# Handling Data Streams for Real-Time Analytics
# In today’s data-driven world, real-time data processing has become essential, especially with the rise of cloud computing and big data technologies. Unlike traditional data processing, where data is often stored and retrieved from local files, real-time analytics frequently involves handling data streams—data that needs to be read from or written to a continuous source. In R, we can handle data streams by creating file connections, which allows us to work with data sources beyond our local system, such as streaming data from an API or cloud storage. This essay covers techniques for establishing file connections in R, reading data in various formats, and writing processed results back to these connections.

# Establishing File Connections for Real-Time Data
# To handle real-time data, we start by establishing a file connection using the file() function. This function sets up a logical link to a data source, whether it’s a local file or an external input stream. For reading data, we specify "r" (read mode), and for writing data, we specify "w" (write mode). Here’s an example of setting up a connection for both local files and standard input:
# Loading the readxl library
library(readxl)
# Establishing a connection to read from an Excel file
sample_data <- read_excel("R Studio Projects 2024/Datasets/sample_data.xlsx")
# View the dataset to confirm it loaded successfully
View(sample_data)
# Process the dataset as needed. Here’s an example of displaying a summary of the dataset.
summary(sample_data)
##        ID          Name               Score     
##  Min.   :1.0   Length:3           Min.   :85.0  
##  1st Qu.:1.5   Class :character   1st Qu.:87.5  
##  Median :2.0   Mode  :character   Median :90.0  
##  Mean   :2.0                      Mean   :90.0  
##  3rd Qu.:2.5                      3rd Qu.:92.5  
##  Max.   :3.0                      Max.   :95.0
# Writing Data to a New Excel File
# After processing the data, we can write it to a new Excel file for future reference or analysis. The write.xlsx function from the openxlsx package is one option for this task.
#install.packages("writexl")
# Load the writexl library
library(writexl)

# Define the output path for the Excel file
output_path <- "R Studio Projects 2024/Datasets/processed_sample_data.xlsx"
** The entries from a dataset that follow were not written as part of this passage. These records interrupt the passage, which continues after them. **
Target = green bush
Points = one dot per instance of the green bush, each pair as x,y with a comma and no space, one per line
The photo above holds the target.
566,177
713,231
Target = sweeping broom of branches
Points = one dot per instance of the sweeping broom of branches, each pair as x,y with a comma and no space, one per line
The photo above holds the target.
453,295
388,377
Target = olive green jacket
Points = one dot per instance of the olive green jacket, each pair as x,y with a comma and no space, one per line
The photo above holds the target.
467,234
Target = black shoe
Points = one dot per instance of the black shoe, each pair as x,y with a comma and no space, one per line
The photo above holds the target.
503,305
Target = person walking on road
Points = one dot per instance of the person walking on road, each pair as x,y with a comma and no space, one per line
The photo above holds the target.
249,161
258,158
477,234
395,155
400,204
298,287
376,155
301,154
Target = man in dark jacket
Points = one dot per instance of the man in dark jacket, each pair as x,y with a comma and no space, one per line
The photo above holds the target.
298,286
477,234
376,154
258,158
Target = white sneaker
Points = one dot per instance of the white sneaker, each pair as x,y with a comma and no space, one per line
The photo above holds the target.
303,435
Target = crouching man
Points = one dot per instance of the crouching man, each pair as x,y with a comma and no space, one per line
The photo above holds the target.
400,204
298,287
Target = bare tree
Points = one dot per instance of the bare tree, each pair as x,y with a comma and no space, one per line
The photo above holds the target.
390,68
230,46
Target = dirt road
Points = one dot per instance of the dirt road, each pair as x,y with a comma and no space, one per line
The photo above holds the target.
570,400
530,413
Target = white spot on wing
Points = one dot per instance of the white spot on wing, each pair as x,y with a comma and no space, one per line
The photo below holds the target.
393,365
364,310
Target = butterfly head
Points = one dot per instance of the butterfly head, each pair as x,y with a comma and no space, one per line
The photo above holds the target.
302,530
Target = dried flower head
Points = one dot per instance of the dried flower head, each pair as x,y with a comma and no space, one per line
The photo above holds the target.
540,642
# Write the sample data to an Excel file
write_xlsx(sample_data, output_path)

# Confirm the file creation
cat("Data has been written to:", output_path, "\n")
## Data has been written to: R Studio Projects 2024/Datasets/processed_sample_data.xlsx
# Load necessary libraries
library(readxl)
library(writexl)
library(knitr)
library(kableExtra)
# Define the path to save the processed data
output_path <- "R Studio Projects 2024/Datasets/processed_sample_data.xlsx"
# Write the processed data to a new Excel file
write_xlsx(sample_data, output_path)
# Summary Table of File Connection Functions
# To summarize, here’s a table of the primary functions used for establishing, reading, and writing file connections in R.
# Create the summary table with descriptions and examples
connection_functions_table <- data.frame(
  Function = c("read_excel", "View", "summary", "write_xlsx"),
  Description = c("Reads data from an Excel file", 
                  "Displays the data in RStudio Viewer", 
                  "Provides a summary of the dataset", 
                  "Writes processed data to an Excel file")
)

# Display the table with colors and styling
kable(connection_functions_table, "html", col.names = c("Function", "Description")) %>%
  kable_styling(full_width = F, bootstrap_options = c("striped", "hover", "condensed")) %>%
  column_spec(1, bold = TRUE, color = "white", background = "#4CAF50") %>%
  column_spec(2, background = "#E0F7FA")
Function Description
read_excel Reads data from an Excel file
View Displays the data in RStudio Viewer
summary Provides a summary of the dataset
write_xlsx Writes processed data to an Excel file
# This table provides a quick reference to key Excel-related functions in R, making it easier to read, view, summarize, and write Excel data efficiently for real-time data analytics.